Dès lors, l'idée du réalisateur a été d'accentuer – et quelquefois jusqu'à la caricature – le caractère de théâtre filmé de son film : ainsi, par exemple les apartés que multiplie le marquis de la Tour-Mirande (Saturnin Fabre) lorsqu'il essaye d'embobiner Miquette (Danièle Delorme) après qu'il l'a entraînée à Paris pour la lancer sur les scènes de la capitale ; ainsi la multiplication des vues sur les coulisses du spectacle joué on ne sait où (du côté d'Évian ou d'Aix-les-Bains), le côté toiles peintes des décors et bricolage habile des bruiteurs. Et cette accentuation fonctionne assez bien.
Parce que – j'y reviens ! – la pièce est agréablement tournée : trois actes, en fait. Au premier, dans une grise petite ville de province, les rêveries de Miquette, une toute jeune fille, très couvée par sa mère (Mireille Perrey). Miquette Grandier aimerait devenir comédienne et connaître l'amour avec le nigaud comte Urbain de la Tour-Mirande (Bourvil), qui l'aime aussi mais qui est promis par son oncle, le marquis (Saturnin Fabre, donc) a un mariage fructueux avec une riche et laide héritière (- Celle qui a le nez de travers ? – Il la regardera de profil et elle apporte 3 millions en dot ou, si vous préférez, en dommages-intérêts !).Quiproquos et méprises aidant, Miquette part pour Paris afin de rejoindre la troupe poussiéreuse et minable du cabot Monchablon (Louis Jouvet), prétendument chaperonnée par le marquis, qui ne dédaignerait pas de goûter à l'oiselle à la place de son neveu.
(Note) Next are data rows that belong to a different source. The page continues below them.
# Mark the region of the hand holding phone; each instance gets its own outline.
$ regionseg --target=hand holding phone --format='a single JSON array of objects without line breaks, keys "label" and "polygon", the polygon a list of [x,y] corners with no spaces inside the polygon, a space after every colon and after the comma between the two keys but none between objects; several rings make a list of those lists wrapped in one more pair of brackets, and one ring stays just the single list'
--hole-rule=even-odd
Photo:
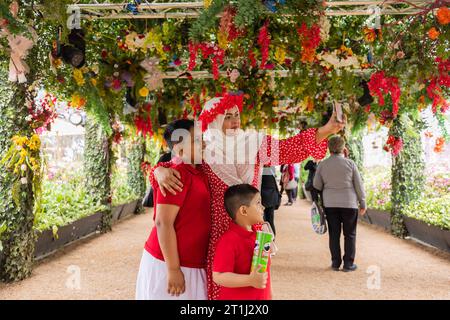
[{"label": "hand holding phone", "polygon": [[333,109],[334,109],[334,113],[336,114],[336,121],[344,122],[344,117],[343,117],[343,113],[342,113],[342,105],[339,102],[334,101]]}]

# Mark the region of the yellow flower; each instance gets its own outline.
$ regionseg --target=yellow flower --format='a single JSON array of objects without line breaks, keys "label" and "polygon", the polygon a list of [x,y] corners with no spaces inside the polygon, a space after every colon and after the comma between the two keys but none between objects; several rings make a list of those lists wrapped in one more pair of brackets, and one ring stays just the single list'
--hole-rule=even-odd
[{"label": "yellow flower", "polygon": [[78,86],[83,86],[85,81],[83,77],[83,72],[80,69],[73,69],[73,78],[75,79],[75,82]]},{"label": "yellow flower", "polygon": [[141,89],[139,89],[139,95],[141,97],[146,97],[148,96],[150,92],[148,91],[148,89],[146,87],[142,87]]},{"label": "yellow flower", "polygon": [[39,136],[37,134],[33,134],[27,145],[30,150],[37,151],[41,148],[41,139],[39,139]]},{"label": "yellow flower", "polygon": [[72,99],[70,101],[71,107],[80,109],[80,108],[84,107],[85,104],[86,104],[86,99],[81,97],[79,94],[75,93],[74,95],[72,95]]},{"label": "yellow flower", "polygon": [[219,43],[219,47],[221,49],[226,49],[228,45],[228,40],[226,34],[219,32],[217,34],[217,42]]},{"label": "yellow flower", "polygon": [[435,27],[432,27],[430,30],[428,30],[428,37],[431,40],[436,40],[440,35],[440,32],[436,30]]},{"label": "yellow flower", "polygon": [[286,51],[283,48],[277,47],[277,50],[275,50],[275,60],[280,64],[284,63],[284,60],[286,60]]},{"label": "yellow flower", "polygon": [[12,137],[12,141],[16,146],[23,146],[28,142],[28,138],[15,135],[14,137]]}]

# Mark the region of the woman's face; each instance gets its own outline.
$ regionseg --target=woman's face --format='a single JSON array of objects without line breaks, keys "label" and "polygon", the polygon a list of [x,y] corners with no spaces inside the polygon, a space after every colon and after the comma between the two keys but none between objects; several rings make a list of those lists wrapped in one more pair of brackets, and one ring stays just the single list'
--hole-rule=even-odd
[{"label": "woman's face", "polygon": [[238,107],[228,109],[223,120],[222,131],[225,134],[232,135],[241,128],[241,114]]}]

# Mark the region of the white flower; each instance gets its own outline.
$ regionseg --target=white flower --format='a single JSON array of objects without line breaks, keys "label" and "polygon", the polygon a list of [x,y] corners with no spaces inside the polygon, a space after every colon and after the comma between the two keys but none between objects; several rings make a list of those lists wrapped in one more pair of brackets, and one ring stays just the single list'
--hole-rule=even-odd
[{"label": "white flower", "polygon": [[331,28],[330,21],[328,21],[327,17],[322,16],[319,20],[319,26],[320,26],[320,39],[322,40],[323,43],[325,43],[330,37],[330,28]]}]

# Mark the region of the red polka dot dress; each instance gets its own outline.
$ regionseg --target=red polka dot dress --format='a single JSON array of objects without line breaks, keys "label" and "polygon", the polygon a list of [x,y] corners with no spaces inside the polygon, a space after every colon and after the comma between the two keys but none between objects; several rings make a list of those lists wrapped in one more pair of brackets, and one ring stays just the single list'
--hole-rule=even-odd
[{"label": "red polka dot dress", "polygon": [[[289,163],[299,163],[312,156],[316,159],[322,159],[326,155],[327,141],[316,144],[316,130],[308,129],[298,135],[277,140],[271,136],[266,136],[258,151],[258,159],[254,167],[254,179],[252,185],[260,188],[261,172],[263,165],[280,165]],[[160,163],[158,166],[168,166],[168,163]],[[153,171],[150,172],[150,181],[155,184]],[[207,163],[202,164],[202,170],[208,177],[211,190],[211,235],[208,248],[207,261],[207,283],[208,298],[215,300],[218,295],[219,286],[212,281],[212,266],[214,261],[214,252],[220,237],[228,230],[231,218],[228,216],[224,206],[224,194],[228,188],[210,168]]]}]

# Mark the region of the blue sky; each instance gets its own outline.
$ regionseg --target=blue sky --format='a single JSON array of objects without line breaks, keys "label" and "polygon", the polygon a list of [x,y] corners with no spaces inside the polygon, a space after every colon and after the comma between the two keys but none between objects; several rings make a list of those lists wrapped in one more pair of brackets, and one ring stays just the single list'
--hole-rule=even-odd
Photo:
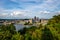
[{"label": "blue sky", "polygon": [[0,0],[0,18],[51,18],[60,14],[60,0]]}]

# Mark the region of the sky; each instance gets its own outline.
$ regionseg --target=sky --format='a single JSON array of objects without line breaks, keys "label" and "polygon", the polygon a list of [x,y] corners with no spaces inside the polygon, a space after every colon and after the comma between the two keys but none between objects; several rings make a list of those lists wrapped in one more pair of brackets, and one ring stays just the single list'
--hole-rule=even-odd
[{"label": "sky", "polygon": [[0,19],[47,19],[57,14],[60,0],[0,0]]}]

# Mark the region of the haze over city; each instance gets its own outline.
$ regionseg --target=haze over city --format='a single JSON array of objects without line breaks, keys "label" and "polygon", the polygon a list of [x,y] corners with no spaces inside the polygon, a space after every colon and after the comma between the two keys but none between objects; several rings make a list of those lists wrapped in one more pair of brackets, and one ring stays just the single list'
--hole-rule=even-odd
[{"label": "haze over city", "polygon": [[60,0],[0,0],[0,19],[51,18],[60,14]]}]

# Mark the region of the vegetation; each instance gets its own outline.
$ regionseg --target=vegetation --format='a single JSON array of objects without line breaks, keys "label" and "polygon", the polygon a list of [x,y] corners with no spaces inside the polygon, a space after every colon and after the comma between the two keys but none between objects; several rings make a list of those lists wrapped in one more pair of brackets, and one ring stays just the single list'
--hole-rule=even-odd
[{"label": "vegetation", "polygon": [[51,18],[47,25],[32,26],[16,31],[13,24],[0,26],[0,40],[60,40],[60,15]]}]

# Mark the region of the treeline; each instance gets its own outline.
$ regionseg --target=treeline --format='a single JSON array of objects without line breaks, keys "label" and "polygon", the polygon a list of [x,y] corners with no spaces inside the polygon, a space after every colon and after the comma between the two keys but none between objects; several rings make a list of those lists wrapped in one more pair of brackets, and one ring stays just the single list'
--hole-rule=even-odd
[{"label": "treeline", "polygon": [[13,24],[0,26],[0,40],[60,40],[60,15],[55,15],[43,26],[32,26],[16,31]]}]

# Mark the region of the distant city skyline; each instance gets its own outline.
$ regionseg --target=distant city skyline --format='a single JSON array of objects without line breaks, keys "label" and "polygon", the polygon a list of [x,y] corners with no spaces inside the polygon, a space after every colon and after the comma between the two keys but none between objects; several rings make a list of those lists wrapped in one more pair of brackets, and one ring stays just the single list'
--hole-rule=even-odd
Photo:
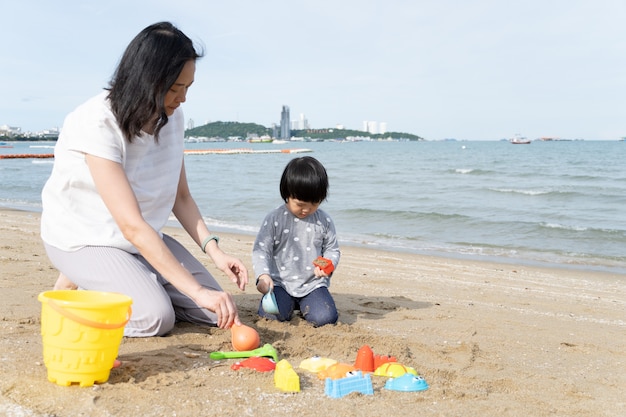
[{"label": "distant city skyline", "polygon": [[[123,13],[121,12],[123,10]],[[626,136],[620,0],[6,1],[0,123],[60,128],[169,20],[204,57],[185,119],[388,124],[426,140]],[[293,117],[298,120],[298,117]]]}]

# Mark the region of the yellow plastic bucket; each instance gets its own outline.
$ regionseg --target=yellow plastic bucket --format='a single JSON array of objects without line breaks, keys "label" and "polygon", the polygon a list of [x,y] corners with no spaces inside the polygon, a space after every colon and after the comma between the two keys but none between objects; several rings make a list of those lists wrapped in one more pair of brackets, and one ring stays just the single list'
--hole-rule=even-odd
[{"label": "yellow plastic bucket", "polygon": [[41,302],[41,337],[48,380],[89,387],[109,379],[132,299],[85,290],[46,291]]}]

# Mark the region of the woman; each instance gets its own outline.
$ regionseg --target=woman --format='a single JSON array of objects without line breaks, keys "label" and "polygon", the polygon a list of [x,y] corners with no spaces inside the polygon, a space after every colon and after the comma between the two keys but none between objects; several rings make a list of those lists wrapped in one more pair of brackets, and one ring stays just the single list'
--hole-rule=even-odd
[{"label": "woman", "polygon": [[130,296],[126,336],[164,335],[176,320],[220,328],[240,323],[232,296],[161,232],[173,213],[215,265],[245,289],[245,266],[219,248],[185,174],[179,106],[200,57],[171,23],[139,33],[109,88],[65,119],[42,191],[41,236],[61,272],[55,288]]}]

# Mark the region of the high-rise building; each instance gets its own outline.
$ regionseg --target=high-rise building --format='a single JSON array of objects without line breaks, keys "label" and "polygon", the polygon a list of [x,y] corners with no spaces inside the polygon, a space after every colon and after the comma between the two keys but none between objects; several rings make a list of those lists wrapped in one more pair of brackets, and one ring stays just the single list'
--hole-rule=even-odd
[{"label": "high-rise building", "polygon": [[288,140],[291,138],[291,120],[289,119],[289,107],[283,106],[283,111],[280,113],[280,138]]}]

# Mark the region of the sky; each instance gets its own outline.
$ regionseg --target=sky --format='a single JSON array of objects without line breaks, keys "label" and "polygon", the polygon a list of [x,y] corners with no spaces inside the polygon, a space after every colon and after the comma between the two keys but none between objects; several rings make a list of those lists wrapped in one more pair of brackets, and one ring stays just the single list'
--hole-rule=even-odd
[{"label": "sky", "polygon": [[364,121],[427,140],[626,136],[624,0],[0,0],[0,125],[62,128],[146,26],[204,50],[195,126]]}]

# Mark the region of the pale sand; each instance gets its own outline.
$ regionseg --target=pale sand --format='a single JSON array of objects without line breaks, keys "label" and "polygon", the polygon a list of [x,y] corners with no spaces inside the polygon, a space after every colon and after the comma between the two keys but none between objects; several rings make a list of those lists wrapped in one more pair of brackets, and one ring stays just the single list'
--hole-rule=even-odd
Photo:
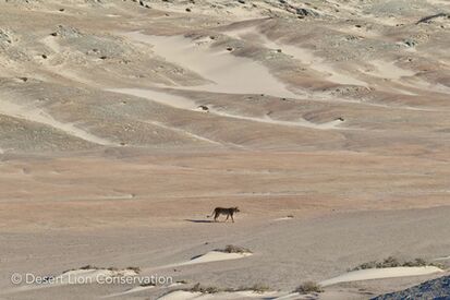
[{"label": "pale sand", "polygon": [[252,253],[226,253],[220,251],[210,251],[204,255],[195,257],[188,262],[184,262],[178,265],[193,265],[193,264],[204,264],[204,263],[212,263],[212,262],[220,262],[220,261],[229,261],[229,260],[239,260],[252,256]]},{"label": "pale sand", "polygon": [[111,293],[111,295],[105,296],[102,298],[113,298],[113,297],[119,297],[119,296],[125,296],[125,295],[130,295],[130,293],[134,293],[134,292],[146,291],[146,290],[149,290],[149,289],[153,289],[153,288],[155,288],[155,287],[154,286],[145,286],[145,287],[144,286],[138,286],[138,287],[127,289],[125,291]]},{"label": "pale sand", "polygon": [[235,57],[226,49],[217,51],[209,47],[200,47],[184,36],[151,36],[139,32],[127,33],[124,36],[131,40],[153,45],[156,55],[211,81],[211,84],[190,87],[190,89],[299,97],[287,89],[285,85],[273,77],[260,63]]},{"label": "pale sand", "polygon": [[[146,98],[146,99],[149,99],[149,100],[162,104],[162,105],[171,106],[174,108],[188,109],[193,111],[198,111],[199,113],[204,113],[203,111],[198,110],[197,108],[198,105],[194,100],[187,97],[177,96],[177,95],[169,94],[169,93],[162,93],[162,92],[157,92],[155,89],[143,89],[143,88],[108,88],[106,91],[126,94],[126,95],[133,95],[133,96],[142,97],[142,98]],[[333,120],[333,121],[317,124],[317,123],[309,122],[303,118],[299,118],[297,121],[283,121],[283,120],[272,119],[269,116],[265,116],[264,118],[242,116],[242,115],[236,115],[230,111],[224,111],[223,109],[216,109],[214,106],[209,107],[208,111],[209,113],[221,116],[221,117],[254,121],[254,122],[259,122],[259,123],[269,123],[269,124],[285,125],[285,127],[302,127],[302,128],[312,128],[312,129],[318,129],[318,130],[331,130],[331,129],[355,130],[355,129],[349,129],[349,128],[342,127],[341,124],[344,121],[341,121],[341,120]],[[209,142],[217,143],[214,141],[209,141]]]},{"label": "pale sand", "polygon": [[[252,290],[217,292],[217,293],[202,293],[185,290],[172,291],[165,295],[158,300],[190,300],[190,299],[271,299],[277,292],[255,292]],[[278,298],[277,298],[278,299]]]},{"label": "pale sand", "polygon": [[435,273],[442,273],[443,271],[436,266],[419,266],[419,267],[386,267],[386,268],[368,268],[358,269],[345,273],[343,275],[320,281],[321,286],[331,286],[339,283],[361,281],[370,279],[408,277],[430,275]]},{"label": "pale sand", "polygon": [[248,35],[256,36],[265,47],[271,48],[273,50],[281,49],[283,53],[301,61],[303,64],[306,64],[309,69],[323,73],[326,80],[329,82],[345,85],[367,86],[366,82],[355,79],[349,74],[345,74],[342,71],[338,71],[331,63],[327,62],[324,58],[316,56],[314,51],[306,48],[279,43],[278,40],[270,40],[264,34],[258,32],[258,29],[254,26],[236,31],[227,31],[226,34],[234,38],[241,39],[246,38],[246,36]]}]

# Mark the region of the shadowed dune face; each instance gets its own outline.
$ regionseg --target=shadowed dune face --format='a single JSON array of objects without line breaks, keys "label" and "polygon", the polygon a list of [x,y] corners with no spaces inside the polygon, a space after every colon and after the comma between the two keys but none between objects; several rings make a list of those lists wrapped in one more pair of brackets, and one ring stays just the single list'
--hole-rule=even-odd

Mme Grandier mère rejoint les fugitifs mais se laisse embobiner par la magie des tournées et tout le monde se retrouve en province. Ce deuxième segment – ce deuxième acte – est d'assez loin le plus faible. Et au troisième acte, lors d'une représentation qui manque tourner aussi mal que celle d'Hellzapoppin, tout s'arrange, Miquette retrouve Urbain, sa mère épouse le marquis et Monchablon bénit les amours venues et à venir.
Ce genre ne peut bien entendu s'épanouir que si les acteurs sont au premier plan ; c'est le cas ici, à une réserve près sur quoi je reviendrai. Impeccables seconds rôles du premier acte dans la petite ville de province où tous s'épient et où tous cancanent (Pauline Carton, Jeanne Fusier-Gir, Louis Seigner en évêque) ; belles silhouettes de comédiens fauchés (Jean Temerson, Maurice Schutz, Madeleine Suffel). Et, si les actrices sont bonnes (la toute jeune Danièle Delorme dont c'était presque le premier rôle en premier plan et Mireille Perrey qui parvient à rendre vraisemblable son rôle fantaisiste), Saturnin Fabre, étincelant et Louis Jouvet, parfait, dominent le sujet.Bémol malencontreux, Bourvil. Je sais combien l'acteur avait des ressources incroyables et combien il a pu le montrer quand des réalisateurs non conformistes lui ont donné la chance de jouer autre chose que les gugusses normands (Autant-Lara, Melville et même Le Chanois, Cayatte et Mocky). Mais en 1949, c'est encore le personnage du benêt insupportable qui l'emporte. Pénible impression : je gage que Roland Toutain, dans la version de 1934, était plus conforme au personnage.
Bon. Vétilles que tout cela : je ne puis pas dire que si le film n'avait pas été signé Clouzot, je l'aurais acquis et regardé ; mais divertissement agréable de qualité… N'est pas belle, la vie ?
Un film de Clouzot n'est jamais à négliger ; dans la carrière de ce grand metteur en scène, j'ignore si ce Miquette et sa mère, reprise d'une pièce à succès de Robert de Flers et de Gaston de Caillavet, déjà tournée avant-guerre par Diamant-Berger est, ou non, une oeuvre de commande. Je crois plutôt que Clouzot avait saisi la face pathétique de ces tournées de comédiens plus ou moins ratés (assez souvent plus que moins) et qu'il a su en faire un film où la cruauté du regard voisine avec la tendresse.